Land Grabbing in Sierra Leone: Who Benefits – Farmers or Investors?
In launching the “Agenda for Change” in 2008, the Government of Sierra Leone declared “agricultural development and food security to be the foundation of the country’s economic development and poverty reduction” strategy.
But is the large-scale acquisition of arable farmland in Sierra Leone by foreign investors part of this strategy, and is this the kind of agricultural development the country needs to provide food security for its rising population?
It’s a fact that agricultural development can mean different things to different people. But for the foreign investors who in recent years have leased hundreds of thousands of hectares of farmland in Sierra Leone, it generally means large, industrial-style plantation agriculture used for the sole purpose of profit-making.
Since 1979, Sierra Leone has lost nearly 70% of its forest land with less than 5% remaining. This has resulted in a significant loss of biodiversity as well as in land degradation that both have negative repercussions on the livelihoods, food security and the natural resource base of the population.
Land acquisition in Africa has been hailed by bureaucrats and economists as a “win-win” situation that can bring agricultural and economic development to the continent, while most of its critics see and describe the trend as nothing more than neo-colonial “land-grabbing”. Sierra Leone is a small country of about 7.2 million hectares (ha) of land which makes it less than one third the size of its neighbors, Guinea and Ghana. It is estimated that about 5.4 million ha – or 74% of the country’s land – is suitable for agriculture.
The Government and the Sierra Leone Investment and Export Promotion Agency (SLIEPA) have expressed a strong desire to attract large-scale foreign investment to the country’s agricultural sector. According to the 2011 in-depth “Study on Rural and Agricultural Finance in Sierra Leone” by the Bank of Sierra Leone and the German Ministry of Economic Development and Cooperation, less than 15% of the country’s land is currently cropped each year and vast areas of “unused” or “underused” land are available for foreign agricultural investment.
Agricultural activities, primarily smallholder farming, represent 70% of all employment in Sierra Leone. It is in urban areas that unemployment is rampant; urban youth are 25 times more likely to be unemployed than their rural counterparts, so taking land from rural people can only exacerbate this problem.

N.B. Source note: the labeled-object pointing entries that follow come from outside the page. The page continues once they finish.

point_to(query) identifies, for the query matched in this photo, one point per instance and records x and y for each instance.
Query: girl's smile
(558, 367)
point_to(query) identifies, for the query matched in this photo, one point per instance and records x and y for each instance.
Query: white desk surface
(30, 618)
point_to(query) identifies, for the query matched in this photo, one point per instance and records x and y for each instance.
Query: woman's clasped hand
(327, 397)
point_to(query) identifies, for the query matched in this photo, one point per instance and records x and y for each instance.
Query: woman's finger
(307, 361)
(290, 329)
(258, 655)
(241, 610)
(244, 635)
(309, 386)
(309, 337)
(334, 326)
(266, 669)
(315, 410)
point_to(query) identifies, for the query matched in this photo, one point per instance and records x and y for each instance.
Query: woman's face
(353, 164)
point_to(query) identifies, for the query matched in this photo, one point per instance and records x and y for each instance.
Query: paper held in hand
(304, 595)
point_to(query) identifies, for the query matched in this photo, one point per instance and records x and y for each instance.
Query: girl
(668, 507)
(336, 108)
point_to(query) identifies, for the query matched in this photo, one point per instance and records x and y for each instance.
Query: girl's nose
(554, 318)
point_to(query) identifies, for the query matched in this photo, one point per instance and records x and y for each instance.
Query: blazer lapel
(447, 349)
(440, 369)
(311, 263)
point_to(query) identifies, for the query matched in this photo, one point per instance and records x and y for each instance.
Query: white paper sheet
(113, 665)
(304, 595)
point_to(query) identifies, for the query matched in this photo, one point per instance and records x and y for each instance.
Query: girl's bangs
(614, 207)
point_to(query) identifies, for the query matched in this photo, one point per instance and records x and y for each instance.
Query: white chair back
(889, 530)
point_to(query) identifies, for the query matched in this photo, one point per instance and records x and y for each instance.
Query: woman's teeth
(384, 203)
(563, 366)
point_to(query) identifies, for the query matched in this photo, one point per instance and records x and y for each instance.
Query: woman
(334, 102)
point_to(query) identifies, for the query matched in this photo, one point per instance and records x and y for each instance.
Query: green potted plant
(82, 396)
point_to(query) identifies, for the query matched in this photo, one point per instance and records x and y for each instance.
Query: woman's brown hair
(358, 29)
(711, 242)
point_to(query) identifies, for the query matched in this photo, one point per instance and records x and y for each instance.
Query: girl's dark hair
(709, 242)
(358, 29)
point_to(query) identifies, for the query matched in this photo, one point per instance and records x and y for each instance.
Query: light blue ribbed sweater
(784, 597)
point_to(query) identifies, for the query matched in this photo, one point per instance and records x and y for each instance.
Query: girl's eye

Research by the Oakland Institute and Green Scenery in late 2010 showed that more than 500,000 hectares have been recently or are in the process of being acquired by foreign investors. SLIEPA has received USD 2 million in funding from the EU, and has hired a company, Nestbuilders International, to develop a “marketing package” with up to six more site profiles – or land areas – for large investors.
In Sierra Leone, to date most of the foreign investors making major land deals are European or Asian corporations or investment funds. Their focus is on commodities for export, not food for the people.
SLIEPA is at the forefront of the country’s drive for foreign investment in land. SLIEPA has claimed that this will create more than 50,000 jobs in rural Sierra Leone, and bring “development” – good roads, education and health facilities, water wells, scholarships – to the rural areas of the country. It is on the basis of such promises that local communities and landowners agree to sign over their farmland to foreign investors.
SLIEPA also defends the push for foreign investment in land for sugar and palm oil, both raw stocks for agro-fuels, by arguing that this is instrumental in the government’s efforts “to reduce dependency on fossil fuel, and thus to enhance food security, provide electricity and create jobs for the people”. I find this claim misleading as Sierra Leone does not have the capacity to use agro-fuels to replace fossil fuels, and the foreign investor’s intent is to export the palm oil or ethanol from sugarcane.
Recent months have seen rising tensions between local communities and these foreign companies with their land operations as most of the so-called promises made to the people have not been met, and the Minister of Lands, Country Planning & the Environment, Alieu Patsowe, has been summoned to look into and review all the land deals in the country.
The general consensus is that there should be a public debate on sustainable ways to achieve food security and reduction of poverty. The Government should put a halt to large-scale agricultural investment, undertake an independent land inventory and develop a sustainable and transparent natural resources management system.
Agricultural investment in Sierra Leone is urgently needed. Yet the question most farmers are asking government is what kind of investment and for whom. This has to be answered on behalf of, and for the benefit of, the rural population. The UN categorizes Sierra Leone as a “low-income food-insecure country”. This means that people in the country are particularly vulnerable to global rises in food prices. (Food and Agriculture Organization of the United Nations.
The government needs to support farmers who produce most of the country’s food, and who could produce even more if given the support they need in terms of infrastructure like good roads, storage and processing facilities to reduce post-harvest losses, market information and access, healthcare, education, and potable water supplies to improve rural living standards.
It’s important that the government design ways of improving agricultural production within the country rather than leasing the land to foreign investors whose sole purpose is profit, and who serve their own agenda to the detriment of both citizens and the environment.